Cralmoor came on at the first peal of the bell, the crowd’s baying roused to an even greater pitch by the prospect of death, a rare but appreciated treat for those who flocked to these unsanctioned fights. Clay covered up, letting the first blow land and using a fraction of the Black to soften it, stopping the fist just as it made contact with his flesh. He gave a convincing yell of pain and spun away, Cralmoor’s second blow whispering past his ear. The Islander growled in fury and dropped into another charge, Clay allowing him to connect but deflecting enough force to keep them both upright. They grappled, spinning like crazed dancers about the ring, Cralmoor cursing him all the while in some tribal Island tongue. He drove repeated blows into Clay’s gut, the Black diminishing with every blow. A few more moments and it would all be gone.

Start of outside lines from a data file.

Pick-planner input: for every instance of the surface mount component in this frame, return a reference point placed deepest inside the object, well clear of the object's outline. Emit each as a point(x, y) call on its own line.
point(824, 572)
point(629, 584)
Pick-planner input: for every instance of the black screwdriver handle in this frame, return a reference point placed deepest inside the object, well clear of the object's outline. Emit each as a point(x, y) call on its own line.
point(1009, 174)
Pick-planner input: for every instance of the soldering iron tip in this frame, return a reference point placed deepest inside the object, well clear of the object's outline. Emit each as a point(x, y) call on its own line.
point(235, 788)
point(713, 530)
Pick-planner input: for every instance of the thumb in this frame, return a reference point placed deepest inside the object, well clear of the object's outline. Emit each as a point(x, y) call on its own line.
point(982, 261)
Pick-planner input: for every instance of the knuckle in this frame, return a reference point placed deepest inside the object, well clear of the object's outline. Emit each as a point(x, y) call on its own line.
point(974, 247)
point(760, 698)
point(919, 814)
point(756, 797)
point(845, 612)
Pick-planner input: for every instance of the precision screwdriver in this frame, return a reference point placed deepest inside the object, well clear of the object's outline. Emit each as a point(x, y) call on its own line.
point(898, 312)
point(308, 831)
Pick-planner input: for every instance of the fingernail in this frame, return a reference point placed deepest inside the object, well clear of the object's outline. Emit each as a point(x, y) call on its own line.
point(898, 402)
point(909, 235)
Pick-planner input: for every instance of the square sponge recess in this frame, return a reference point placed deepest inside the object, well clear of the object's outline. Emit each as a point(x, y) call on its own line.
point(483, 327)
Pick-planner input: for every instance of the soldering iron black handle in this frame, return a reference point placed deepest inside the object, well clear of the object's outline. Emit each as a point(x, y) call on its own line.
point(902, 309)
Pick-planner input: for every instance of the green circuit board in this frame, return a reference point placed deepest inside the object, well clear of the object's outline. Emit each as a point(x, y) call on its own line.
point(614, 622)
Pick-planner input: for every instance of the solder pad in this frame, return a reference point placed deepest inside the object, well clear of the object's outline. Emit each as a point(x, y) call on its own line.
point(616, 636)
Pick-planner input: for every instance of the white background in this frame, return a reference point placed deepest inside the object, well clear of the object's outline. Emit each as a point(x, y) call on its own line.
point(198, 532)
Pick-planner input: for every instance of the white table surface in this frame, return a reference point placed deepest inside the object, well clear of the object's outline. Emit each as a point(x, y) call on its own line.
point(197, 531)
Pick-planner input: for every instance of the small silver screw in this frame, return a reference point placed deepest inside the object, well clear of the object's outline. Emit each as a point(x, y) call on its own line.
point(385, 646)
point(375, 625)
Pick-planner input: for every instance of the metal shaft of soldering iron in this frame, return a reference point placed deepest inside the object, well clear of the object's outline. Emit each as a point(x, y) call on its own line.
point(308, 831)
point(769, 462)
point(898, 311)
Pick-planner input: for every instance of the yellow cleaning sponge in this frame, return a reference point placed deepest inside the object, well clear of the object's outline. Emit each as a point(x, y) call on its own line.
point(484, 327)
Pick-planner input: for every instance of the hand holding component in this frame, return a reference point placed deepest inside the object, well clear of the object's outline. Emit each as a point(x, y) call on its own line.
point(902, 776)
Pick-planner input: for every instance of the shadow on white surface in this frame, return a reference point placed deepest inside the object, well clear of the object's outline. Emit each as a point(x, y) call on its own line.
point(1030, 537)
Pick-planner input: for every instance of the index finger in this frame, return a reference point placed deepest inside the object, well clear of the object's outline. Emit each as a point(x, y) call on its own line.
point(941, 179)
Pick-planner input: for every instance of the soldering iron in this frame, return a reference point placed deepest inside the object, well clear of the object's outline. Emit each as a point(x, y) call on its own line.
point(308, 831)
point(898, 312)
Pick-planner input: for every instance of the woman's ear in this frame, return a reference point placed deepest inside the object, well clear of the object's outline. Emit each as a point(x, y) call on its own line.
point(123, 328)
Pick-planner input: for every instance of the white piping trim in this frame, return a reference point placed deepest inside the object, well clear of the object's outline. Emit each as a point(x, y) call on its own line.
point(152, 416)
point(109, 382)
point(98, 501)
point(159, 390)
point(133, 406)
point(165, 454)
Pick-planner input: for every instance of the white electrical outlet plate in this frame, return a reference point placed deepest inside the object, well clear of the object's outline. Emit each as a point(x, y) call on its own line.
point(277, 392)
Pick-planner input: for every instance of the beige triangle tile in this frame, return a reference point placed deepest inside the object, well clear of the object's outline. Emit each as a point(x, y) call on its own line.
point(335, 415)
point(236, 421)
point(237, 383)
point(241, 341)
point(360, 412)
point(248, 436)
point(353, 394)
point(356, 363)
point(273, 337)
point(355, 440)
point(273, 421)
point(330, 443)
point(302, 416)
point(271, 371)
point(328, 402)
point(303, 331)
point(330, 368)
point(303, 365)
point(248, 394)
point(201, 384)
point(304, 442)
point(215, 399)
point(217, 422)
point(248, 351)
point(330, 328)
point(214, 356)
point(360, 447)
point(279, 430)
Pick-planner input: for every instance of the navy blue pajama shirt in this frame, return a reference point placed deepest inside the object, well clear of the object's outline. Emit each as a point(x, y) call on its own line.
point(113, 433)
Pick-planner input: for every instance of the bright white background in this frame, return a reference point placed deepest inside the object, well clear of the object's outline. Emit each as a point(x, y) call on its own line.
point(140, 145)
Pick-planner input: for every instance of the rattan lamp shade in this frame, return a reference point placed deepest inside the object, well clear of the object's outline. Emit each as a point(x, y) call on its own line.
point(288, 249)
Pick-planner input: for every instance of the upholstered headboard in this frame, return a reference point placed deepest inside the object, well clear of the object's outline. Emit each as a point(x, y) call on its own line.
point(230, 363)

Clay broke the clinch, drawing back and feinting at Cralmoor’s head with a straight left, ducking under the counter and fixing his gaze on the Islander’s right foot. It was only a nudge, easily mistaken for a slip, but just enough to destroy his balance and drop his guard for the briefest instant. Clay put all the remaining Black into the blow, focusing on the point where his fist met Cralmoor’s jaw, feeling it shatter as flesh met flesh. The Islander spun, mouth spraying blood across the crowd. They fell into rigid silence as he staggered, eyes unfocused and steps faltering but still somehow upright.
“Shit,” Clay muttered before leaping onto Cralmoor’s back and wrapping his legs about his torso. The weight was enough to finally bring him down though he continued to struggle, elbows flailing and head jerking as his fighter’s instinct sought to continue the battle. It took a while, maybe three full minutes of punching and slamming his head into the boards, but finally Lemul Cralmoor, Champion of the Chalk Ring and most feared prize-fighter in Carvenport, lay unconscious on the floor of the Colonials Rest. The crowd booed themselves hoarse.
* * *
“Three thousand, six hundred and eighty-two in Ironship scrip,” Derk said, rolling the bundle of notes into a neat cylinder. “Plus another four hundred in exchange notes and sundry valuables.”
Clay grinned then hissed as Joya pushed the needle into the edge of his cut once more. “And the price for three tickets to Feros?” he asked.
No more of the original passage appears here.